Moneys paid before or in advance of the proper time of payment; money or commodities furnished on credit; a loan or gift, or money advanced to be repaid conditionally. Vail v. Vail, 10 Barb. (N. Y.) 69. This word, when taken in its strict legal sense, does not mean gifts, (advancements,) and does mean a sort of loan; and, when taken in its ordinary and usual sense, it includes both loans and gifts,loans more readily, perhaps, than gifts. Nolan v. Bolton, 25 Ga. 355. Payments advanced to the owner of property by a factor or broker on the price of goods which the latter has in his hands, or is to receive, for sale. Laflin, etc., Powder Co. v. Burkhardt, 97 U. S. 110, 24 L. Ed. 973.

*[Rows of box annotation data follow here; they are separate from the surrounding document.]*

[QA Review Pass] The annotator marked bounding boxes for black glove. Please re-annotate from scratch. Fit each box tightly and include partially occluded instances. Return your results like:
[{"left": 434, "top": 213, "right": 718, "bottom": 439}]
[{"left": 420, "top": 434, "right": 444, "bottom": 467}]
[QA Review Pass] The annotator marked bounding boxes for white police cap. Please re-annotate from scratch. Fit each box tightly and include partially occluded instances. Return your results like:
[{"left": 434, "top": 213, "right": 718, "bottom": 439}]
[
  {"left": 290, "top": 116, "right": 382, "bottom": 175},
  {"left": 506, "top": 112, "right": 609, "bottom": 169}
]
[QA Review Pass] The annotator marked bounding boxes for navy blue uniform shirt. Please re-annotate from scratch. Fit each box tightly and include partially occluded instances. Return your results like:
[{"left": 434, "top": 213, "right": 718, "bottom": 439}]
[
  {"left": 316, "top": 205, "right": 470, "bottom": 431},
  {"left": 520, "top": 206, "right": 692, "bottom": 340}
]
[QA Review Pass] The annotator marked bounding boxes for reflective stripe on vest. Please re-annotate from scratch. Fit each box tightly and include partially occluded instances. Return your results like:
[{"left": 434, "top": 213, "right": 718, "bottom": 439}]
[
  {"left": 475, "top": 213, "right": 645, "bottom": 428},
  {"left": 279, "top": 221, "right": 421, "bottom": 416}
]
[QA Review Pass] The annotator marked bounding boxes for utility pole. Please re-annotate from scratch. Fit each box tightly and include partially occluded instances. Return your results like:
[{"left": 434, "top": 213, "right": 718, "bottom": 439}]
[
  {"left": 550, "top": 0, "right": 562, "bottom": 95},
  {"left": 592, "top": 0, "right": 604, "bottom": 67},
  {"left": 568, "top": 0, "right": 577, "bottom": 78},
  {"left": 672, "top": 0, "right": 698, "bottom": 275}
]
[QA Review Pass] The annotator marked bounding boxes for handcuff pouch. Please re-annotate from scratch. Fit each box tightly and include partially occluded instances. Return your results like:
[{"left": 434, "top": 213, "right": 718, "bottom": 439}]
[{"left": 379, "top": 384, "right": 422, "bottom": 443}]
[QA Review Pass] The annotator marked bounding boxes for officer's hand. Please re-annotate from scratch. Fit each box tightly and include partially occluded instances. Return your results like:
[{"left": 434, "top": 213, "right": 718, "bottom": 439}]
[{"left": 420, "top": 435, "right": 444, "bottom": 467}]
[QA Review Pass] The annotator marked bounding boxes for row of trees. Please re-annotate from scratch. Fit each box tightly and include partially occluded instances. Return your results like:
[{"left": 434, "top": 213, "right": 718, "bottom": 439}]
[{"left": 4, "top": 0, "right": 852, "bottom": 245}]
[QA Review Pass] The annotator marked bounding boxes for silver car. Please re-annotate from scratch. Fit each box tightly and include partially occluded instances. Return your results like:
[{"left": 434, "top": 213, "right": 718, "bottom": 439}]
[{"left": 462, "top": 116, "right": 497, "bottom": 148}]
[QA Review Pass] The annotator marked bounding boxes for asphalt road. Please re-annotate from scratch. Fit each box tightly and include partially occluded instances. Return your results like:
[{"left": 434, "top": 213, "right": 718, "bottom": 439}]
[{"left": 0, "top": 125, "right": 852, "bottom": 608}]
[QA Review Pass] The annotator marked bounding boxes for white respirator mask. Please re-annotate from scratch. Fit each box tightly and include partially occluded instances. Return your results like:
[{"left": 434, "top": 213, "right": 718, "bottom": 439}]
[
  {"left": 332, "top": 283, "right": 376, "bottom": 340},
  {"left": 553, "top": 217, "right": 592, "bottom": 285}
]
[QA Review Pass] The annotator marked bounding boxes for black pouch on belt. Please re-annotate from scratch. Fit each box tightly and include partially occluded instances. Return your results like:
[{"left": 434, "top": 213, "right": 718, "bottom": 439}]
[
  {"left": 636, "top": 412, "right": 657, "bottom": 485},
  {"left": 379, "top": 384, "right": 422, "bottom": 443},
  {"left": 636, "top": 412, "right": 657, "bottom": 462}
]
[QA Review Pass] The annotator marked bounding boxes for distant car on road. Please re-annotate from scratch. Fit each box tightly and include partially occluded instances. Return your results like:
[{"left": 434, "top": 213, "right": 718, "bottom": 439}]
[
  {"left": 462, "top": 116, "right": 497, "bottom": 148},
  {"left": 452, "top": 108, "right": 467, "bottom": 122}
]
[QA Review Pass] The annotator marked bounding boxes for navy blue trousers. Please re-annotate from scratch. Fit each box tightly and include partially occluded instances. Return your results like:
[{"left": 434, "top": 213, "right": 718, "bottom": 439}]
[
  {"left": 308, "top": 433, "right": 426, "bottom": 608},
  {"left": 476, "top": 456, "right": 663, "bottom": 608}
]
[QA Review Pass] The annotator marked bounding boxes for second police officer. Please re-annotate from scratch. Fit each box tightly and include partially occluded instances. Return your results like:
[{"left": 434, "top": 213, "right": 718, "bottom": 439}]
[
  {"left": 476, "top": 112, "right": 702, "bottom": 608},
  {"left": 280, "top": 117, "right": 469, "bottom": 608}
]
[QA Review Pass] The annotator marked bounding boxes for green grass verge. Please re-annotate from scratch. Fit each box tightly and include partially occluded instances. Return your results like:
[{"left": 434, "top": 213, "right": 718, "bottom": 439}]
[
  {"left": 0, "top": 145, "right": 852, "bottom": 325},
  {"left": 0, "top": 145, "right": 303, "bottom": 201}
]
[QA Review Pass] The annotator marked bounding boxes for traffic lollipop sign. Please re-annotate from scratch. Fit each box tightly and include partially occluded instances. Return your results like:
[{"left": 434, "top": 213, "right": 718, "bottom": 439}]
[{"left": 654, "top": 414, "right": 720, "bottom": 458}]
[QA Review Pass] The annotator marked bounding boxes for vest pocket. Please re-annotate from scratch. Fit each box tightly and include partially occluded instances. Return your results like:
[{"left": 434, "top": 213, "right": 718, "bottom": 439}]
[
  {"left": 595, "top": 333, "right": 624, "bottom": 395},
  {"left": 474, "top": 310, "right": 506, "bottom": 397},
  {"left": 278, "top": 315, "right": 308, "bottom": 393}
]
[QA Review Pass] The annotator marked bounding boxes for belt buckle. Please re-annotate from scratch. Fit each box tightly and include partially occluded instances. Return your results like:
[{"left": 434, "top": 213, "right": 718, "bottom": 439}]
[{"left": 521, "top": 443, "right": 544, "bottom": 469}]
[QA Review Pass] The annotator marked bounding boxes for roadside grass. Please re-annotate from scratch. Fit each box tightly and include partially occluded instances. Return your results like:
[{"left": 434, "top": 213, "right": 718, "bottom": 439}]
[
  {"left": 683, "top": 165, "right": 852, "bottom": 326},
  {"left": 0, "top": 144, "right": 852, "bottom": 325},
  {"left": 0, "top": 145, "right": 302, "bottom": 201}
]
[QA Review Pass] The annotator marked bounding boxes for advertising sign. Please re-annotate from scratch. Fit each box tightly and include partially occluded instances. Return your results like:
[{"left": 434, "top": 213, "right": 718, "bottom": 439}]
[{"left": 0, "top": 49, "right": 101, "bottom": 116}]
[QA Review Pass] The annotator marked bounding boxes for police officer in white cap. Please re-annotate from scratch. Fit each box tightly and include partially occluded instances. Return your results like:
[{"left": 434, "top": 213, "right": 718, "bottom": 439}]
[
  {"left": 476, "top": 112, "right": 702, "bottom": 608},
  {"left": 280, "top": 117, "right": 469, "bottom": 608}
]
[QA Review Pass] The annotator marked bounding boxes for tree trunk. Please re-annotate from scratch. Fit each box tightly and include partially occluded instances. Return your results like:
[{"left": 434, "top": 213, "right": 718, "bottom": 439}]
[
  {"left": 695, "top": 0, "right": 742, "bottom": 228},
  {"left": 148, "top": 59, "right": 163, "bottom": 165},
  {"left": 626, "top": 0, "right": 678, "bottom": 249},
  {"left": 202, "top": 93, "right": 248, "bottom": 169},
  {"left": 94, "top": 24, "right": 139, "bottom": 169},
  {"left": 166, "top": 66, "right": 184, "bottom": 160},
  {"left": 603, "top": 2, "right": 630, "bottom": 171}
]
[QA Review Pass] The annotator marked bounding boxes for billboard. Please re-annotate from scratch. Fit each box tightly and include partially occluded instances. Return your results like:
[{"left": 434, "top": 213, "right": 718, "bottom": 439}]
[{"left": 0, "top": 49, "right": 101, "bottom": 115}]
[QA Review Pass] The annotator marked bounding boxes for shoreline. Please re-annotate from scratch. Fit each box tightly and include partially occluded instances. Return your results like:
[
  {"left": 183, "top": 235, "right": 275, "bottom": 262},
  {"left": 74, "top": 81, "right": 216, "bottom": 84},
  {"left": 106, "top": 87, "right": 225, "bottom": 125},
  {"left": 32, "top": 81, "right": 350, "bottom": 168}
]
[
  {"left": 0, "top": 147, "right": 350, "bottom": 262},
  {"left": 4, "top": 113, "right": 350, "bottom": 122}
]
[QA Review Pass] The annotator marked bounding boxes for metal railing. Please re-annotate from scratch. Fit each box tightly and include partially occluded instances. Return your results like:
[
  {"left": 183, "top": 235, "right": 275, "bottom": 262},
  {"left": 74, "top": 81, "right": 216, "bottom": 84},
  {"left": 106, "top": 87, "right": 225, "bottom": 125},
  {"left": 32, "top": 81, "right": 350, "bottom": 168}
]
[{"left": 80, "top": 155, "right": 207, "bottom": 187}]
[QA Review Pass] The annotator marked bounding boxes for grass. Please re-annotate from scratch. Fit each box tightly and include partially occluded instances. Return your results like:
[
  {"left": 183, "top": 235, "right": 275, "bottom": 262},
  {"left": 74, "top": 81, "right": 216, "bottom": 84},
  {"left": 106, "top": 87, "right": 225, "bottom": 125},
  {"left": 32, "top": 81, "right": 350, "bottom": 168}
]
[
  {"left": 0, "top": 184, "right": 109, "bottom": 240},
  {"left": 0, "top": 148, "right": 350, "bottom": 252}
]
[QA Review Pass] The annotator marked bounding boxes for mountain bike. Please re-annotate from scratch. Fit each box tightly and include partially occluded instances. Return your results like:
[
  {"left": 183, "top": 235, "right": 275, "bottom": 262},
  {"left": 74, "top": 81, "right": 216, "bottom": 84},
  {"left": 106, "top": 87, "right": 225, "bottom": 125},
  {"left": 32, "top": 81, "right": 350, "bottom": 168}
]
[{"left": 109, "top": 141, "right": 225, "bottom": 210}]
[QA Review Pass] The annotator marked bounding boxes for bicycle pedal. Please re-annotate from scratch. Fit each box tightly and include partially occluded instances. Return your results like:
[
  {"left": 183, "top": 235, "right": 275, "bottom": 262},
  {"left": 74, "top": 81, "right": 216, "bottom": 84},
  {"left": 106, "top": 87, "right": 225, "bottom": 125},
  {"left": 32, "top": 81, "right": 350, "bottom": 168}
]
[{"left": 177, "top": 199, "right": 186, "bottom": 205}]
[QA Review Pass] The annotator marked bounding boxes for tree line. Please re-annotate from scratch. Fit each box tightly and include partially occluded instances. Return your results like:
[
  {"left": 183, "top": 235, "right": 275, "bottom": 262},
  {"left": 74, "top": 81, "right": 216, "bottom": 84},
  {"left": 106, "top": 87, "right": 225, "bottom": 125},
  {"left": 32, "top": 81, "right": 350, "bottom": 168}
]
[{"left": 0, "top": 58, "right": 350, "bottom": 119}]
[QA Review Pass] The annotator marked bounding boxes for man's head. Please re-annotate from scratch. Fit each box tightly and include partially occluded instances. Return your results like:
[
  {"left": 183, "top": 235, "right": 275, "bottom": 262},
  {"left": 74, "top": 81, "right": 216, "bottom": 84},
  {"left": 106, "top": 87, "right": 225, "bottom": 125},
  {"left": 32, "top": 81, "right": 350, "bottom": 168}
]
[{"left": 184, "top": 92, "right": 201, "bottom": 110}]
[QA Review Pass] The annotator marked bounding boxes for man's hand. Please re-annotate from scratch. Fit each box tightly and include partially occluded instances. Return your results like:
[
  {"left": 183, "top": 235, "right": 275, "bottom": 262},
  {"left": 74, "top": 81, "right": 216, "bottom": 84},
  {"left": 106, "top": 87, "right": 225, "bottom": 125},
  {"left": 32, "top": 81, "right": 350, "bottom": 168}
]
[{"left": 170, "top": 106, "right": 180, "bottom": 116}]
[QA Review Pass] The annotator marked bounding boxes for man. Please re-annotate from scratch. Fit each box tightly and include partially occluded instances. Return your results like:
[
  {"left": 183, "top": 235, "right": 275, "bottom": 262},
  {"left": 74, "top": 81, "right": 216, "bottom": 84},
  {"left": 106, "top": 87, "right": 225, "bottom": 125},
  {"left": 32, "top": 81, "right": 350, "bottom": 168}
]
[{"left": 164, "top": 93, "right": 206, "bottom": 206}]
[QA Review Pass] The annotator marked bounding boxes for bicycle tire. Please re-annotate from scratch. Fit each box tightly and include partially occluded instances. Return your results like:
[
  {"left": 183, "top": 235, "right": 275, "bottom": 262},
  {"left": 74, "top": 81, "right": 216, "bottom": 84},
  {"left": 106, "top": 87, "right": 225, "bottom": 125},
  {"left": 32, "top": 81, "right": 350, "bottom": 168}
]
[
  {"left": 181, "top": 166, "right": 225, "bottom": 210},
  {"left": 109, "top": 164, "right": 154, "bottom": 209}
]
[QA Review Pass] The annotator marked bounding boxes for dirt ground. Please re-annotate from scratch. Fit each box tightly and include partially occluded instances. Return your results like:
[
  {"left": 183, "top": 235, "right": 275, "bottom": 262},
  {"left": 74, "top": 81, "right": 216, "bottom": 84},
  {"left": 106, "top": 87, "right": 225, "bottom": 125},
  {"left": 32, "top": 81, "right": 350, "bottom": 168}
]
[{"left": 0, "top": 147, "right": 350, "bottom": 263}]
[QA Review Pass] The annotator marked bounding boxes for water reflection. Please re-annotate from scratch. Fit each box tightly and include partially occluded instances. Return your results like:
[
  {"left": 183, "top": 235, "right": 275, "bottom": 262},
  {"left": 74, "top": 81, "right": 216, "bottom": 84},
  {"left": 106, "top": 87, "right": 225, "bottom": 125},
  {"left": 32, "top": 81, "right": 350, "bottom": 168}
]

Law Dictionary – Alternative Legal Definition
contracts. Said to take place when, a factor or agent pays to his principal , a sum of, money on the credit of goods belonging to the principal, which are placed, or are to be placed, in the possession of the factor or agent, in order to reimburse himself out of the proceeds of the sale. In such case the factor or agent has a lien to the amount of his claim. 2. The agent or factor has a right not only to advances made to the owner of goods, but also for expenses and disbursements made in the course of his agency, out of his own moneys, on account of, or for the benefit of his principal; such as incidental charges for warehouse-room, duties, freight, general average, salvage, repairs, journeys, and all other acts done to preserve the property of the principal, and to enable the agent to accomplish the objects of the principal, are to be paid fully by the latter. Story on Bailm. 197; Story on Ag. 335. 3. The advances, expenses and disbursements of the agent must, however, have been made in good faith, without any default on his part. 4. When the advances and disbursements have been properly made, the agent is entitled not only to the return of the money so advanced, but to interest upon such advances and disbursements, whenever from the nature of the business, or the usage of trade, or the particular agreement of the parties, it may be fairly presumed to be stipulated for, or due to the agent. This just rule coincides with the civil law on this subject.